Has anyone else heard this? I was told the other day by the CM that this is now policy.  That being said, I know of several who are about to go on tour who lack their QL5 qual. Can anyone elaborate more on this?


----------



## Occam (9 Jan 2013)

This is a crazy idea, I know...but why didn't you ask the CM when he told you about the new policy?


----------



## MPwannabe (9 Jan 2013)

It was a town hall, and it was being dominated by talk of Close Protection.


----------



## MP 811 (10 Jan 2013)

first time i'm hearing of this........and I sat with the CM.  Of course, im beyond QL5 so that would be a non issue for me anyways.


----------



## dimsum (10 Jan 2013)

MPgonnabe said:
			
		

> It was a town hall, and it was being dominated by talk of Close Protection.



I'll step outside my lane for a sec, but perhaps the intent was there would be no Close Protection deployments unless QL5-qualified?


----------



## RHC_2_MP (10 Jan 2013)

Well,

Cause it brings me so much joy to call BS when I see it.  

As a matter of fact, neither of the two Cpls employed in the MP ops role that are here in theater with me are QL5 qualified.  But i might add, they were hand picked by the CoC here and pretty damn switched on...for French guys...

C'est une joke, tablesnack...


----------



## MPwannabe (10 Jan 2013)

Alright then, it must be the CoC here in Ottawa acting out. I know that several MP's were taken off of a tour this summer because they lacked QL5's. This rule was implemented only a few weeks ago by CPO1 Ross at a town hall in Ottawa I was attending. This was supposed to affect ALL pre-QL5 MPs, not only those who want to go on CP tours.


----------



## FutureMP101 (11 Jan 2013)

Not sure if this applies to CP or not, atleast i hope it does not. Is there a purpose behind limiting deployments to QL5 qalified members only?


----------



## garb811 (12 Jan 2013)

To clear up a few points:

1)  the person at your Town Hall was not the Career Manager, she is the Naval Military Police Group Chief Petty Officer;

2)  even if she was the CM, the CM does not have any say, in any shape or form, as to who deploys; and

3)  pre-QL5 should not be deploying on tour for the simple reason that with work up training, the deployment and then the post deployment period, it is unlikely that they will be able to attend their QL5 on time.  This has financial, and other, implications for the member.  

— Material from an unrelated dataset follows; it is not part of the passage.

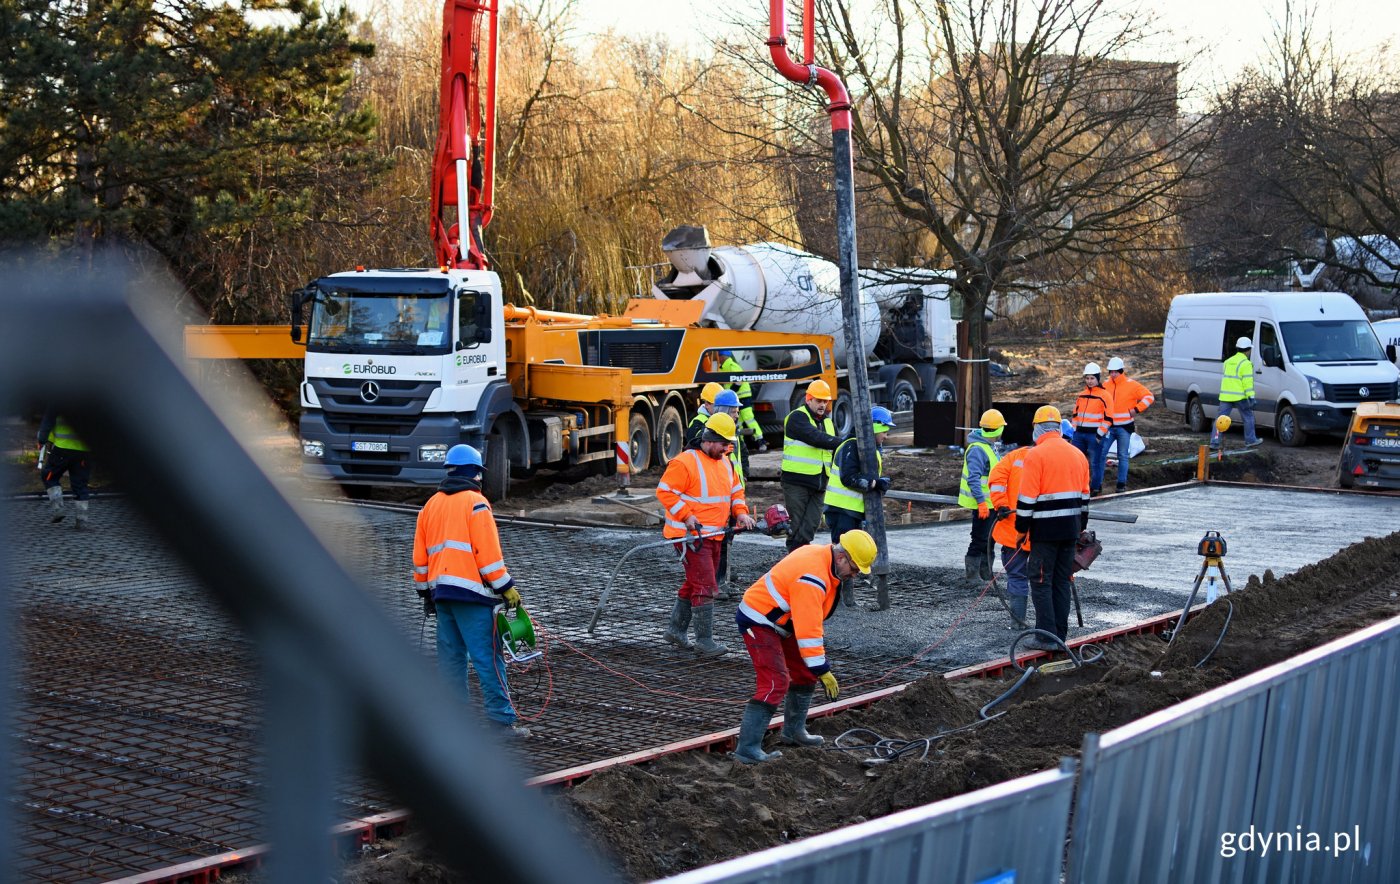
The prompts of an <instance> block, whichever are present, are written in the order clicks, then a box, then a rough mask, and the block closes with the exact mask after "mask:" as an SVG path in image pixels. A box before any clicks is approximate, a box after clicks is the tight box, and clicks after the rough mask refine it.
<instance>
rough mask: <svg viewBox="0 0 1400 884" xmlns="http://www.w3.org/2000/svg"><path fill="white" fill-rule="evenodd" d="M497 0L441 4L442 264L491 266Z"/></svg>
mask: <svg viewBox="0 0 1400 884" xmlns="http://www.w3.org/2000/svg"><path fill="white" fill-rule="evenodd" d="M497 1H498V0H444V3H442V85H441V98H440V101H441V108H440V115H441V116H440V119H438V126H440V130H438V141H437V150H435V151H434V154H433V185H431V193H430V199H431V206H430V213H431V219H430V228H431V230H430V234H431V237H433V251H434V254H435V256H437V262H438V265H441V266H448V268H455V269H463V270H484V269H487V265H489V262H487V259H486V251H484V248H483V245H482V230H483V228H484V227H486V226H487V224H489V223H490V221H491V182H493V178H494V175H496V17H497V15H496V14H497V6H496V3H497ZM463 207H465V209H463ZM448 209H452V210H454V212H451V213H449V212H448ZM454 216H455V217H454Z"/></svg>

When we were trying to put 120 MP into theatre, we didn't have a choice but to deploy non-QL5 qualified pers, now if the CoC can't find any QL5 Cpls who are suitable, willing and able to deploy, someone needs to get their crap together.

Having said that, CP is a different animal and then you will see pre-QL5 pers deploying, no question asked.


----------